Wie – wenn der Schuster zu zeitig an die Arbeit ginge und seine Frau erwachte! Wenn in dieser stockfinsteren Nacht jemand von der Straße abkäme und auf seinem Irrwege den ahnungslosen Säufer zufällig ertappte! Was dann? Ihm wurde heiß, und vorsichtig streifte er das Deckbett etwas nieder, hob den Kopf eine Handbreit über das Kissen und lauschte gespannt. Aber nichts rührte sich. Durch die Pflaumenbäume vor den Fenstern ging ein streichendes Geräusch. Die Uhr in der Wohnstube verkündete die elfte Stunde. Oder, wenn der Schuster schlief, anstatt ihn zu retten, wenn er, der »Gelitterte, mit allen Hunden gehetzte«, das Weite gesucht hätte und dann umherginge und allen, die es hören wollten, von seinem Anschlage erzählte. –
Bei diesem Gedanken erblindete seine Seele in Wut.
Aber nein!
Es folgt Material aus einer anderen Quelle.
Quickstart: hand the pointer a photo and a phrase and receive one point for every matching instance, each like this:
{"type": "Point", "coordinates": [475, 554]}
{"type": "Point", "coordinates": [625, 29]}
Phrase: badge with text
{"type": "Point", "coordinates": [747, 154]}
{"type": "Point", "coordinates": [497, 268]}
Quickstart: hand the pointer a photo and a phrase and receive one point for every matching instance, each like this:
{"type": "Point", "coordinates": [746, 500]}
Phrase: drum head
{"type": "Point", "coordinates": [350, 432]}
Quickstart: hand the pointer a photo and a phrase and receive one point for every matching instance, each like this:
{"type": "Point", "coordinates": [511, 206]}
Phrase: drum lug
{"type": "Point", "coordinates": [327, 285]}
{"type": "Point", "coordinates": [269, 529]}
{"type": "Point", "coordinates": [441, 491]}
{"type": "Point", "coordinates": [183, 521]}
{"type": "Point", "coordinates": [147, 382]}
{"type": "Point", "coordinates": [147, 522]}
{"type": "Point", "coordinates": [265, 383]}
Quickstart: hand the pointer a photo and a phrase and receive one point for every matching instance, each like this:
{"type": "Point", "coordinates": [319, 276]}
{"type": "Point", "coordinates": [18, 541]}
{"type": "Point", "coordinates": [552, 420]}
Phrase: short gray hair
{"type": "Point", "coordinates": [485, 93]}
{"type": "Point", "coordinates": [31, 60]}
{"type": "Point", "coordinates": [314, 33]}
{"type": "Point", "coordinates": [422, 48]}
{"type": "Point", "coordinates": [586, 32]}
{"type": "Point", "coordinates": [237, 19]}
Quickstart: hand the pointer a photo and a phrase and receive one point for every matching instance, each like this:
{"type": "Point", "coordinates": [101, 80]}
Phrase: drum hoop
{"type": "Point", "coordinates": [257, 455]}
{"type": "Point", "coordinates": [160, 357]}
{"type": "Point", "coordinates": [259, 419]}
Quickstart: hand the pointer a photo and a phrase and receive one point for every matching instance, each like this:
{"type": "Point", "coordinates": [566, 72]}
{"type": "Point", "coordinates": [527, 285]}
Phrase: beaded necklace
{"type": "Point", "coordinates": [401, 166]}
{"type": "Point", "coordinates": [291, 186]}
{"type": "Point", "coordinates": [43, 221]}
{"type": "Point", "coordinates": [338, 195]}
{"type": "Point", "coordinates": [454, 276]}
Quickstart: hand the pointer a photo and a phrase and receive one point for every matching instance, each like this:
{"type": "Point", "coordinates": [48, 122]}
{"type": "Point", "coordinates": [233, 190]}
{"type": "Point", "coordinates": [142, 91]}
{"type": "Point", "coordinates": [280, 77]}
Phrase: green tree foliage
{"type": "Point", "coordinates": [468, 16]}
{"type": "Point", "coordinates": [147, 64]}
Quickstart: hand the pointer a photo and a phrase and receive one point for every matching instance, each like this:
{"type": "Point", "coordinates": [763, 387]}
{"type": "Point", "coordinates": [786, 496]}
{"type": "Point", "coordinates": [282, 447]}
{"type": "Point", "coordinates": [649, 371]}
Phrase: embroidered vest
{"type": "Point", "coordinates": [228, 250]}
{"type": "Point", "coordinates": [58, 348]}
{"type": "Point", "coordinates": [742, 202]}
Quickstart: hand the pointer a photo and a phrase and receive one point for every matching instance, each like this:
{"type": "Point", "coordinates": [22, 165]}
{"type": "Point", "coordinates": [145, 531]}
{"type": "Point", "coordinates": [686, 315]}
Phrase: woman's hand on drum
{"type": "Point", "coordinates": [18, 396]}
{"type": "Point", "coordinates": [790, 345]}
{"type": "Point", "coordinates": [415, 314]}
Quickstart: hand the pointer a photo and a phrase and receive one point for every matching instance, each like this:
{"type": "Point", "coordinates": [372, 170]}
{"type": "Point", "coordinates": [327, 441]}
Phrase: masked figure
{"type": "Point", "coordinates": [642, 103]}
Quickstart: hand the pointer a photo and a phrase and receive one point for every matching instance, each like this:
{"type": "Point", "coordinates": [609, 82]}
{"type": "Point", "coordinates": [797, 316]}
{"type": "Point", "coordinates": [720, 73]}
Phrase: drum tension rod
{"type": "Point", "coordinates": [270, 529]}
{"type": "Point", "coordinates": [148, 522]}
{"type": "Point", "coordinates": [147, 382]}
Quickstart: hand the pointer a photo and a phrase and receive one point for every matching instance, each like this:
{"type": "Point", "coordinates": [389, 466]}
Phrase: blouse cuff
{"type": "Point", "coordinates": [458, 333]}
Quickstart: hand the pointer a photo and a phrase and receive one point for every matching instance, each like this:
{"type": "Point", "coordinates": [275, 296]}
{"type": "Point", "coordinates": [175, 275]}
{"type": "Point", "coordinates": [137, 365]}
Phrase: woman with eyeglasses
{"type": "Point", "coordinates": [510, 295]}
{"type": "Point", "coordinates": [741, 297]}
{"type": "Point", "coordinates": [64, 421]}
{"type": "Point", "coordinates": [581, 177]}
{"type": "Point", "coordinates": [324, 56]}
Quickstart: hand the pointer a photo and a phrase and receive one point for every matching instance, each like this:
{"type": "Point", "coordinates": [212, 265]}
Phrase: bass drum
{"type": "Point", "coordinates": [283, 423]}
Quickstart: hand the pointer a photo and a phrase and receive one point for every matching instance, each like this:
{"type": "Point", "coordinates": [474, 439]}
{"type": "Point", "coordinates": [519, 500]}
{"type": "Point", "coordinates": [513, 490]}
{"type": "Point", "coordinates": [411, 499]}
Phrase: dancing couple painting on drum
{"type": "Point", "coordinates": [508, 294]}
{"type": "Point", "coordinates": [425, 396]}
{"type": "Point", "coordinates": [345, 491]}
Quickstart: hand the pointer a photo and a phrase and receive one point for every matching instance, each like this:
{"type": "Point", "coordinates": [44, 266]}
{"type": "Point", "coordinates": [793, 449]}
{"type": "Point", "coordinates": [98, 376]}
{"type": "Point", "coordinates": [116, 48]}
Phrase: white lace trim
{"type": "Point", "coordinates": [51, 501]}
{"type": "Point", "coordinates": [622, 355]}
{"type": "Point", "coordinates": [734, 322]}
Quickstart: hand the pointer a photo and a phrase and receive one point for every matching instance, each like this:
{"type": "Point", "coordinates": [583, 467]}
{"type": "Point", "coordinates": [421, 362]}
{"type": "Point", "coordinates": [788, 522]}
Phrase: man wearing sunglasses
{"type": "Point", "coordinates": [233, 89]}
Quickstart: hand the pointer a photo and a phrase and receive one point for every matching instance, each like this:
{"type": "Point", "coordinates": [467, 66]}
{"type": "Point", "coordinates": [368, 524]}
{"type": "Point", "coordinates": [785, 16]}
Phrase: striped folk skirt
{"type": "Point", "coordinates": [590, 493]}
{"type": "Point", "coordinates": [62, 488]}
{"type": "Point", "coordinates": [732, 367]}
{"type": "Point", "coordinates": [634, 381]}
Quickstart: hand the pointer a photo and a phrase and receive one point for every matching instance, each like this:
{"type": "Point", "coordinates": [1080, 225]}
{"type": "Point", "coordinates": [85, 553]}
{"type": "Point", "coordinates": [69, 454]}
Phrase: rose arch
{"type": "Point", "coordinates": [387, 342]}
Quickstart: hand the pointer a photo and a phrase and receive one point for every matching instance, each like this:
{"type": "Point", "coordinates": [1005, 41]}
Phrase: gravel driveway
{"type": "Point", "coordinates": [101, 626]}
Jetzt wurden schlürfende Schritte laut, hielten einigemal an und verloren sich in der Ferne.
Nun ist er fort.
Exner war es, als sei die Finsternis um ihn siedend geworden; aber er rührte sich nicht.
Nach langer, langer Zeit nahten sich die Schritte wieder. Doch nun waren sie langsam und schwer, wie belastet. Vor dem Hause hielten sie an. Nach einer Weile entfernten sie sich wieder.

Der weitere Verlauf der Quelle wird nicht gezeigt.